Benchmarking AWS Lambda SnapStart

AWS Lambda is AWS's Function-as-a-Service product that allows us to arbitrarily execute function code based on certain trigger events such as HTTP(s) requests or AWS's other products such as DynamoDB updates.

It allows us to perform "serverless computing" where we do not have to setup servers continuously listening to serve requests, but rather execute request handler functions "on-demand" whenever requests arrive. This means that AWS is responsible for setting up the infrastructure and environment to execute our functions to serve incoming requests, and we are free to focus on our business logic rather than infrastructure maintenance.

Context

The details of serverless architecture can be quite complex, so I will leave the details out in this post. What is important to know is the general workflow: whenever there is a new incoming request, AWS first needs to construct an isolated environment for our function to execute in. Lambda utilizes Firecracker and microVMs to achieve this. After setting up the infrastructure (virtual or otherwise), the runtime environment needs to be initialized (for example, the JVM is required to execute java functions), after which our function executes.

As expected, there is quite a bit of overhead incurred from the time of receiving the request to the actual function execution due to these processes, which is called "Cold Start".

Cold Starts

Cold Starts have been a particular problem in the serverless computing industry, as it has been shown that in many cases, the cold start time exceeds the actual function execution time (and typically, the billable time is function execution time).

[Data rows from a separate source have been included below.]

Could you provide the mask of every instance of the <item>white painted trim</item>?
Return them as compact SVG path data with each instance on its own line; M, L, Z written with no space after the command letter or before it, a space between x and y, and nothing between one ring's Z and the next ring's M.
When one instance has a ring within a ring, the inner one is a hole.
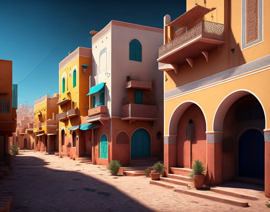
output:
M170 135L170 135L170 126L171 125L171 118L174 115L174 112L175 112L175 111L176 110L176 109L177 108L178 108L178 107L180 106L181 105L183 104L184 103L186 103L186 102L191 102L193 104L195 104L197 105L198 107L199 107L199 108L200 108L201 110L202 111L202 113L203 114L203 116L204 116L204 119L205 119L205 123L206 123L206 131L207 131L207 120L206 119L206 116L205 115L205 113L204 113L204 111L203 111L203 110L202 109L202 108L201 107L200 105L198 103L197 103L197 102L196 102L195 101L192 101L191 100L187 100L186 101L183 101L180 104L178 104L176 107L174 108L174 111L173 111L171 115L171 117L170 118L170 120L169 121L169 124L168 126L168 136L169 136ZM189 106L188 107L189 107ZM179 120L180 120L180 119L181 118L181 117L179 117ZM164 119L164 120L165 120L165 119Z
M230 93L229 94L228 94L227 96L226 96L222 100L222 101L220 102L220 103L218 104L218 106L217 108L216 109L216 111L215 113L215 114L214 114L214 117L213 119L213 122L212 122L212 130L213 131L215 131L214 129L214 121L215 121L215 117L216 115L216 114L218 110L218 108L219 108L219 107L220 106L220 105L223 102L223 101L225 99L226 99L230 95L234 93L235 93L236 92L238 92L239 91L246 91L246 92L248 92L249 93L250 93L251 94L252 94L253 96L255 96L255 97L256 97L256 98L257 98L257 99L260 102L260 104L261 104L261 105L262 106L262 109L263 110L263 112L264 113L265 118L265 129L266 129L266 114L265 113L265 110L264 109L264 107L263 107L263 105L262 105L262 101L261 101L261 100L259 98L259 97L258 97L257 96L257 95L256 95L256 94L254 94L251 91L250 91L249 90L247 90L246 89L239 89L239 90L236 90L234 91L233 91L233 92L232 92L231 93ZM228 110L229 110L229 109L230 108L230 107L231 106L231 105L229 106L229 107L228 108L228 109L227 110L227 111L228 111ZM223 121L224 121L224 120L223 120Z
M262 67L262 68L263 68L264 67ZM258 70L258 69L256 69L256 70ZM266 71L268 69L270 69L270 67L267 68L266 68L265 69L262 69L262 70L259 70L258 71L254 71L254 72L252 72L252 73L250 73L248 74L244 73L243 74L241 74L240 75L239 75L239 77L231 77L231 78L228 78L228 80L225 80L223 81L220 81L218 82L217 82L216 83L213 83L212 84L209 85L207 86L206 86L205 87L201 87L200 88L199 88L197 89L196 89L193 90L192 90L188 92L186 92L185 93L183 93L182 94L181 94L180 95L176 95L175 96L174 96L173 97L170 97L169 98L168 98L166 99L164 99L164 101L168 101L170 100L171 100L171 99L174 99L175 98L178 98L178 97L179 97L181 96L184 96L186 95L187 95L187 94L189 94L190 93L194 93L195 92L196 92L198 91L201 91L202 90L204 90L205 89L206 89L207 88L211 88L212 87L214 87L214 86L216 86L219 85L221 85L221 84L223 84L224 83L228 83L229 82L231 82L231 81L233 81L234 80L238 80L238 79L240 79L241 78L243 78L243 77L244 77L245 76L249 76L250 75L252 75L252 74L255 74L257 73L259 73L262 71ZM233 79L232 79L233 78Z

For users, this translates to an increased latency between function invocation and completion, which can be problematic for high-performance workloads. For service providers (such as AWS), this translates to lower utility of their resources used for billable time.

Warm Starts

The converse, is of course, warm starts. This is the ideal scenario which results in the fastest time from receiving the request to the function execution. Typically, when functions finish execution, service providers don't immediately "teardown" the execution environment and infrastructure used by the invocation, and there can be a delay of up to 10-15 minutes before teardown.

This is so that if there is another function invocation before the teardown actually happens, we can skip all the overheads that resulted in cold starts and simply execute the function in the existing execution environment, drastically reducing the time taken to serve the request. This is known as a "warm start", and the ideal time that we want to get as close to as possible when reducing cold starts.

Snapshots

One way to reduce cold starts is to load "snapshots" of a function. When a function is invoked for the first time, we can take a snapshot of it with the execution environment already initialized and store it somewhere. On subsequent invocations, instead of setting up the environment etc., we simply load the snapshot from the storage and it is now ready to serve requests. This is what the SnapStart option does for AWS Lambda functions.

Experiment Methodology

I made a simple program to send requests to two identical hello world functions connected to an APIGateway, one with SnapStart enabled and the other with SnapStart disabled. We then measure the roundtrip delay time from request send time to response received time, which is 1 sample measurement. We perform this measurement 100 times with an inter-arrival time (interval between requests) of 10 minutes, which I determined was enough for a cold start to happen.

The client program resides in an EC2 instance in the same region as the functions to minimize latency delays, ensuring any performance differences we see are likely due to SnapStart.

Experiment Results

Here are the results of the experiment:

We can see that SnapStart Enabled has a better median latency as well as 95th percentile. There is a 9.17% improvement in median latency performance from SnapStart Disabled to SnapStart Enabled.

CDF Plot:

The CDF also shows us that functions run faster with SnapStart Enabled for the most part. However, the results are still a far cry from AWS's claims of "up to 10x faster". One possibility is that our function is too simple and might not be benefitting from SnapStart too much.

Running another experiment with a 100MB filler to see if snapshotting benefits with larger function image sizes yielded similar results:

There was only a 4.22% increase in median latency performance going from SnapStart disabled to enabled, so there wasn't any significant improvements.

CDF Plot:

Nevertheless, the latency performance is still consistently better with SnapStart Enabled than Disabled.

Closing Thoughts

While using SnapStart definitely improved our function latencies, it wasn't quite the exceptional increase in performance that one would expect. One possible reason could be that our function is too simple (hello world function), and there may be other optimizations happening for simple functions such that the latency difference is minimal.